Kısaca hikaye ve karakterlere göz atarsak:
Blair Waldorf, Yukarı Doğu Yakası'nın taçsız kraliçesi, lisesindeki kızların diktatörü, son sezonda gördüğümüz annesi ile birlikte çalışan muhteşem bir tasarımcı. B for Waldorf adlı özel koleksiyonu bütün New York'ta gözde oldu. Zekası ve prensipleri sonucu hayatta hep güçlü duran Blair'i asıl Blair yapan konuya gelecek olursak, hayat aşkı ve final bölümünde eşi olan Chuck'tan bahsetmeliyiz.

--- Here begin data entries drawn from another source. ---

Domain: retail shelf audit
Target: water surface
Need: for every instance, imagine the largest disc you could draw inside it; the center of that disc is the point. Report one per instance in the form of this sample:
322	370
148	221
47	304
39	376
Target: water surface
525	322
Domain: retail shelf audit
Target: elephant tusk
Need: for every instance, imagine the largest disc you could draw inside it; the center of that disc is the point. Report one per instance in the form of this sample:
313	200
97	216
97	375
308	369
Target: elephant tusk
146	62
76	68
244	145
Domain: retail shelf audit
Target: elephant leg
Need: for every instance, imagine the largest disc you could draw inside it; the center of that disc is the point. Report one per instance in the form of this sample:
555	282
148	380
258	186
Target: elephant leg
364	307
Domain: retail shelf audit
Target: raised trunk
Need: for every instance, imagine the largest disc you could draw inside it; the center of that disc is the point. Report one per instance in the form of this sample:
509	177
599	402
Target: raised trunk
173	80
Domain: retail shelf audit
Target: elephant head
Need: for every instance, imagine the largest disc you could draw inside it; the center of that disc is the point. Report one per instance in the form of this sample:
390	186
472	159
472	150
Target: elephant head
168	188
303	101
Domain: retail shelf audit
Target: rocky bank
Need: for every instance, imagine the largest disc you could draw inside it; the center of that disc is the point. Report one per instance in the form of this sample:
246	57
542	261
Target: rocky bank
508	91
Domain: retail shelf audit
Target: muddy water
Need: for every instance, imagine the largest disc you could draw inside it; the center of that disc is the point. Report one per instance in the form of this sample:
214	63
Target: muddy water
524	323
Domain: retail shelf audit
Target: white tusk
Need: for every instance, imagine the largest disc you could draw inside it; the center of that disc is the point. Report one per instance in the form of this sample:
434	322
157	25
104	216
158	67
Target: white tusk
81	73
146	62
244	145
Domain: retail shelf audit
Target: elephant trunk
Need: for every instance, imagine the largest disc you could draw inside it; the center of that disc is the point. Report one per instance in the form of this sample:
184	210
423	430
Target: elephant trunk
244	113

Chuck Bass, oldukça zengin bir aileden gelen ilk sezonlarda burnu havada ve hovarda kişiliği göz önünde bulunan biriydi taki Blair'le gerçek aşkı yakalayana kadar. 6 sezon boyunca Chuck'ın kötü adamdan iyi adama hatta muhteşeme dönüşmesini izledik. Her başarılı erkeğin arkasında bir kadın vardır sözü işte tam Chuck ve Blair durumu için geçerli. Özellikle 5. ve 6. sezonda Blair-Chuck aşkına biz aşık olduk ve evlilikleriyle biz duygulandık.

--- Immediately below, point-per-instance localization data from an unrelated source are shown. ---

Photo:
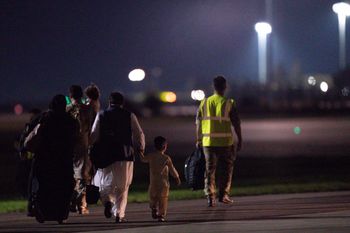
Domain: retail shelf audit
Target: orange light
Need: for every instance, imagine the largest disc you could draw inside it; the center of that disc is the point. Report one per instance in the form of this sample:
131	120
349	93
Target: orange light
168	97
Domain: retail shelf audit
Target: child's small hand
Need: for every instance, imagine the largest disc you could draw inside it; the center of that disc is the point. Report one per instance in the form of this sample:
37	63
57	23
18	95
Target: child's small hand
178	181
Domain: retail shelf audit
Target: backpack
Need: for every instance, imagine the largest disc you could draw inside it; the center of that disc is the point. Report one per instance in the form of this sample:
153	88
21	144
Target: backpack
195	169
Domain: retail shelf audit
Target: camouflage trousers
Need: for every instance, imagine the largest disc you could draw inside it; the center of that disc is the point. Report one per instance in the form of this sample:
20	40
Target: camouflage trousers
218	160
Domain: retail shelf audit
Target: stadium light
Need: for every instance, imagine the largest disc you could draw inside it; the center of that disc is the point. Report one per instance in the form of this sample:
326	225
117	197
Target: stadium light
137	75
342	9
263	29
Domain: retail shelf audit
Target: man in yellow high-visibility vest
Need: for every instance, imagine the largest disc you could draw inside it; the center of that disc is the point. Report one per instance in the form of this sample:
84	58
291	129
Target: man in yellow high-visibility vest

Serena Van der Woodsen, Altın Kız, Yukarı Doğu Yakasının en popüler kızı. Serena her zaman güzelliğiyle erkekleri büyülemektedir. Serena'nın yalnızlıktan her zaman kaçması onu hep farklı erkeklerin kollarına atmasına neden olur. Yalnızlıktan kaçmasının sebebi kendisi gibi güzel olan annesinin (Lily) 5 farklı evlilik yapması olabilir. ( İlk üç eşinin sırasını hatırlamasak da ilk üçünden biri Serena ve Eric'in babası William daha sonra sırasıyla Chuck'ın babası Bart, Dan'in babası ve Lily'in ilk aşkı Rufus, tekrardan Bart ve final bölümünde gördüğümüz kadarıyla tekrardan William.) Serena her zaman istediğini elde etmiş biri olarak gösterilir bize, belki de tek elinde olmayan konu Dan'e olan saf aşkı ve onla olan ilişkisi olabilir. Dan'i defalarca kaybeder, tekrar barışır ve son bölümde Dan ile istediğini elde eder: evliliği.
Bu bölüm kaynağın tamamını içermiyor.